The best way to understand transformation matrices (at least for me) is to get an example code, get it running, and play around with the numbers. Try to see if you can place an object farther away, or rotated by 45 degrees. Try putting the transformations in different order and see what the results are.
All working? Good.
Once you get a feel of that, and if you're brave enough to tackle the maths, you could take these steps:
First, understand how matrix multiplications work. Some links:
http://en.wikipedia.org/wiki/Matrix_multiplication
http://www.gamedev.net/reference/list.asp?categoryid=28#259
Also borrow highschool math textbooks from any of your friends.
Google is your friend.
Once you are comfortable with multiplying a matrix by hand, you will get a feel of why transformations are written that way. As you use them, the understanding of matrices will eventually come to you.

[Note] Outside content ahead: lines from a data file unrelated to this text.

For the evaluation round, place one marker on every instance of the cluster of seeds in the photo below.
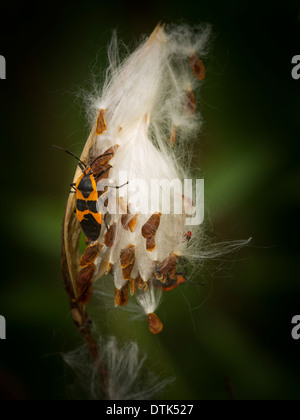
(112, 234)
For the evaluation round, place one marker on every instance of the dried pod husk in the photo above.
(166, 269)
(150, 244)
(128, 222)
(101, 125)
(197, 66)
(127, 256)
(154, 323)
(110, 235)
(150, 227)
(127, 272)
(189, 103)
(121, 296)
(90, 254)
(170, 283)
(84, 284)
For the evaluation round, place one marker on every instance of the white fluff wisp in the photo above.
(127, 376)
(143, 118)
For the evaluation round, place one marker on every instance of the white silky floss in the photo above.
(144, 98)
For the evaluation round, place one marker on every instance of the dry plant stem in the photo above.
(70, 266)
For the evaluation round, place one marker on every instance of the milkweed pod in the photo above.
(150, 227)
(110, 235)
(90, 254)
(101, 125)
(121, 296)
(127, 256)
(197, 66)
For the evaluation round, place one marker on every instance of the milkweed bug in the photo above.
(85, 188)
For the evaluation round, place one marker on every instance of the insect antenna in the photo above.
(81, 164)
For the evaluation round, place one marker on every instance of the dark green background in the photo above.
(239, 324)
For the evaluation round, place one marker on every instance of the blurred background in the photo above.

Secondly, I always recommend spending an afternoon trying to implement your own Matrix class and define a few common operations like mul(Vector v), transpose() or even createTranslationMatrix(float x, float y, float z). Put in a few tests and see if the results are the same with what you did by hand.
If you've come that far, try implementing your own Perspective Transformation! It's the most amazing thing we never come to appreciate. A useful explanation here:
Deriving Projection Matrices
You will be very proud of yourself once you have accomplished one of the most labourous, yet under-appreciated tasks of implementing a matrix object. Good luck!
A transformation is nothing more than a matrix multiplying a vector to produce the transformed vector, so if you don't understand matrix multiplication and addition you can't get very far.
Start with matricies and linear algebra. There are lots of books out there, but realize that based on the statement that I made above you don't need to read that whole book. You won't need eigenvalues or Gaussian elimination or vector spaces or any of the other stuff that will be advanced and difficult.
You just need to know how to extend what you know about multiplying and adding numbers to matricies.
Getting the entries in that transformation matrix is another matter altogether. You'll need a good book on mathematics and computer graphics. You won't find that in a linear algebra textbook.